Wells Fargo & Co. (NYSE: WFC) said that it disagrees with a regulatory proposal which would require banks to report the fair value loans of their books under a new mark-to-market style rule.
“We strongly oppose the expansion of fair value as the primary balance-sheet measurement attribute for virtually all financial instruments,” said Wells Fargo Controller Richard Levy a letter on August 19th. “It will only serve to cement a short-term focus on fair-value measures.”

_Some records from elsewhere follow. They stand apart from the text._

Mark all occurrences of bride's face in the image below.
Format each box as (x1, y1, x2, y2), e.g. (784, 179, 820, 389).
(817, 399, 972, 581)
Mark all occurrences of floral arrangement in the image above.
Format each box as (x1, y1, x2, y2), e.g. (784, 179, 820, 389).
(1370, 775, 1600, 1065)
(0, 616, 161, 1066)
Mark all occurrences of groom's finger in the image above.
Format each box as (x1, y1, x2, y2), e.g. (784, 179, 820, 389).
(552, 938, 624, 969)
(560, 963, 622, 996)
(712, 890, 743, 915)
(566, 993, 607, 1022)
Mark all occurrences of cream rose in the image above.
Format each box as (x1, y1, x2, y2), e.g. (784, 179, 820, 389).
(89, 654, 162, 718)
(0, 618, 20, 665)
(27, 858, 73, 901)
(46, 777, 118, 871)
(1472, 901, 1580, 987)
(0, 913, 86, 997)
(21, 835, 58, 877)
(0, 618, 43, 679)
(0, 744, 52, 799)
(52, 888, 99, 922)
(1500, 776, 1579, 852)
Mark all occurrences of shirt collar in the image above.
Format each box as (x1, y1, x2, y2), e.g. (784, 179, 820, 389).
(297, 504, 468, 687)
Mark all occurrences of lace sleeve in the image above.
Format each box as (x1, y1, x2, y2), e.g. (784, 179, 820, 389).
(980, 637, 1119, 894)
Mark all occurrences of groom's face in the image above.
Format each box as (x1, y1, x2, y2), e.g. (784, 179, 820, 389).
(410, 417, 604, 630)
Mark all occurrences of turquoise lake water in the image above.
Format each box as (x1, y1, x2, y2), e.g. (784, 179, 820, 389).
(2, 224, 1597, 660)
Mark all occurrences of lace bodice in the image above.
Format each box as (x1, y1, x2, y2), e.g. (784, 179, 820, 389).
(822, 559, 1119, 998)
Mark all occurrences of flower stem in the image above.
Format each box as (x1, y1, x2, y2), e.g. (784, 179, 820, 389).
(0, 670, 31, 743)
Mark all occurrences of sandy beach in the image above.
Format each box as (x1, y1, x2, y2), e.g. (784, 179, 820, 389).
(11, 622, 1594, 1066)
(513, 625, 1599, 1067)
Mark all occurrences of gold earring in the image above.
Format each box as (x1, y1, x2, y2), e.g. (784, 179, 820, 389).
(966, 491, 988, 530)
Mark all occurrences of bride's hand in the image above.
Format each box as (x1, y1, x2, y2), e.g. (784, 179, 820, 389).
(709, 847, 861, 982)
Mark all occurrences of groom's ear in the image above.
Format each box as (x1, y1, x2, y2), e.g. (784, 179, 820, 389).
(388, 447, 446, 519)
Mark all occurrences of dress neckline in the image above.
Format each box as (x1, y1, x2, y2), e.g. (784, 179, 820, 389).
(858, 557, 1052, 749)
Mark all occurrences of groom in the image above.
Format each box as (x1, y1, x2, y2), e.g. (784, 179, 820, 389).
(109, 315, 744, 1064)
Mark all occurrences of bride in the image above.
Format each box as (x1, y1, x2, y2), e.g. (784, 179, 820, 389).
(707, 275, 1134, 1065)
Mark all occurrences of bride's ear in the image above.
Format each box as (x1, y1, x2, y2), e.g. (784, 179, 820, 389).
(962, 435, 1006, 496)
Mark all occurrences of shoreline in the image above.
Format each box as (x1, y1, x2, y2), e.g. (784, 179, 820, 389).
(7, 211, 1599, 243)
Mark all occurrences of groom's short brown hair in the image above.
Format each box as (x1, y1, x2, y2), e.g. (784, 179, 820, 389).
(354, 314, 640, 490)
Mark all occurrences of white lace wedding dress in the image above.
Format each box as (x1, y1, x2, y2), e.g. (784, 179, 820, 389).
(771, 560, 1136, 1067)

Wells Fargo & Co. (NYSE: WFC) was the only of the top four U.S. banks to publish its opinion among letter writers who named an affiliation, according to the Financial Accounting Standards Board website. The letter was written to the board’s officials, which suggested in May that it may require banks to use a “mark-to-market” style rule in which banks must report the fair value and amortized cost of the loans and some other financial instruments on their balance sheets.
Wells Fargo & Company is a diversified financial services company. The Company provides retail, commercial and corporate banking services through banking stores located in 39 states and the District of Columbia. It provides other financial services, through subsidiaries engaged in various businesses, principally wholesale banking, mortgage banking, consumer finance, equipment leasing, agricultural finance, commercial finance, securities brokerage and investment banking, insurance agency and brokerage services, computer and data processing services, trust services, investment advisory services, mortgage-backed securities servicing and venture capital investment. The Company operates in three segments: Community Banking, Wholesale Banking, and Wealth, Brokerage and Retirement. As of December 31, 2009, the Company provided banking, insurance, investments, mortgage and consumer finance from more than 10,000 stores under various types of ownership and leasehold agreements.
Shares of Wells Fargo & Co. (NYSE: WFC) traded down 1.50% on Monday ending the day at $24.23.